Exclusive | HNA’s founder calls fugitive Guo Wengui’s patronage claims ‘a pack of lies’
HNA, one of China’s most aggressive global asset acquirers, is suing fugitive Guo Wengui for defamation for the allegations
Chen Feng, the founder of one of China’s most aggressive global asset acquirers, said his HNA Group is a bystander in a smear campaign by people under the pressure of the Chinese government’s crackdown on corruption and financial malfeasance.
“If you choose to listen to a pack of lies by an internationally wanted fugitive,” whose credibility had already been damaged by the prosecution of his cohorts, “then there is a problem,” Chen said in an interview with the South China Morning Post in his first media response to Guo’s claims. “If you look at the business of HNA and understand its true nature, then you’ll see these claims are nothing but lies.”
In an April interview with the Voice of America’s mandarin service, Guo alleged that HNA owed its success to patronage by the Communist Party, with senior cadres and their relatives remaining as undisclosed shareholders.
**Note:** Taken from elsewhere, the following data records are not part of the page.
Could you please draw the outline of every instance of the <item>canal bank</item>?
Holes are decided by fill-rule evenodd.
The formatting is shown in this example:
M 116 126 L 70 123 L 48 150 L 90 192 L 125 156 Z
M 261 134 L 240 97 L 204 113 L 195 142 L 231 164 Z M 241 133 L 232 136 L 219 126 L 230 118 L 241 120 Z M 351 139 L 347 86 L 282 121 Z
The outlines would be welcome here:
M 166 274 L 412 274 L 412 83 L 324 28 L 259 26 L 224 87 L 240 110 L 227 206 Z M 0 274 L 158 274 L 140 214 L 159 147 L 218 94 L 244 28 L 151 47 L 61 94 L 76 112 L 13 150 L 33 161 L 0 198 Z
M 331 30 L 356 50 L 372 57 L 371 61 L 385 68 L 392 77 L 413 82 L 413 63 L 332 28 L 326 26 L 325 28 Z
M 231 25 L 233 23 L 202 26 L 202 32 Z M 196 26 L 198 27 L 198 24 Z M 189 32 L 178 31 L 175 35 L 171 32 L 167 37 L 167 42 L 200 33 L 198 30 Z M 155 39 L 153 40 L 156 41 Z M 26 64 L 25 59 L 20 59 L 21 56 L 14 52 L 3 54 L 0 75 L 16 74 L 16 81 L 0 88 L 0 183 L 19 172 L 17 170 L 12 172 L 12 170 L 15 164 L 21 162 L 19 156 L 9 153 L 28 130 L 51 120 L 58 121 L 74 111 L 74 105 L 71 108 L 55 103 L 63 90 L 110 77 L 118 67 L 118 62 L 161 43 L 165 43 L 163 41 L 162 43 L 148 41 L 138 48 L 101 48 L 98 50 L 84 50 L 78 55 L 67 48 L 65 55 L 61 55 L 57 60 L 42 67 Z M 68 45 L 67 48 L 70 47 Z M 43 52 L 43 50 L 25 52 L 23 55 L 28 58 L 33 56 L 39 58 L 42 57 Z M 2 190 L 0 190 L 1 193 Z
A claim was specifically directed at Wang Qishan, who heads the party’s anti-graft campaign, saying that his nephew Yao Qing was a shareholder.
“That’s 1,000 per cent untrue,” Chen said.
Watch: A photo slideshow of Chen Feng
Guan Jun, mentioned in a June 2 Financial Times article as among the company’s mysterious shareholders, “holds a tiny stake in the company” but is not a significant shareholder, Chen said.
Wang “was my superior when we worked together three decades ago” at China Agricultural Development Trust & Investment Corp, Chen said. “He attracted many young people to join him. I joined from the Civil Aviation Administration of China and worked under him, leading one of the teams. I learned a lot from him.”
From banking, Wang went on to help former premier Zhu Rongji liquidate Guangdong International Trust & Investment Corp, the biggest bankruptcy of a Chinese state borrower.
He would go on to lead Beijing’s fight against the 2003 outbreak of severe acute respiratory syndrome (Sars) as mayor, earning himself the reputation as a problem-solver. He was promoted to vice-premier until President Xi Jinping picked him to head the Communist Party’s Central Commission for Discipline Inspection and manage the party’s dragnet on corruption.
Wang believes that “friendship between gentlemen” should be at arms length, Chen said. “I still send him a card every now and then during festive occasions, but we rarely meet,” said the 65-year-old, who displays a prominent photograph of him shaking hands with Xi in a study adjoining his sprawling penthouse office. “We are just not on the same level – he’s a senior government leader while I’m just a businessman.”
During the company’s 20th anniversary in 2013, Chen and his five co-founders pledged to pass all their HNA stakes to the Cihang Foundation, established under the Hainan provincial government. Chen and HNA co-founder Wang Jian are directors of the foundation.
“The idea is that we bring nothing with us when we die and we pass nothing to our families,” Chen said. “While we’re alive, we can enjoy the benefits of being part of the company, but all that goes when we expire.”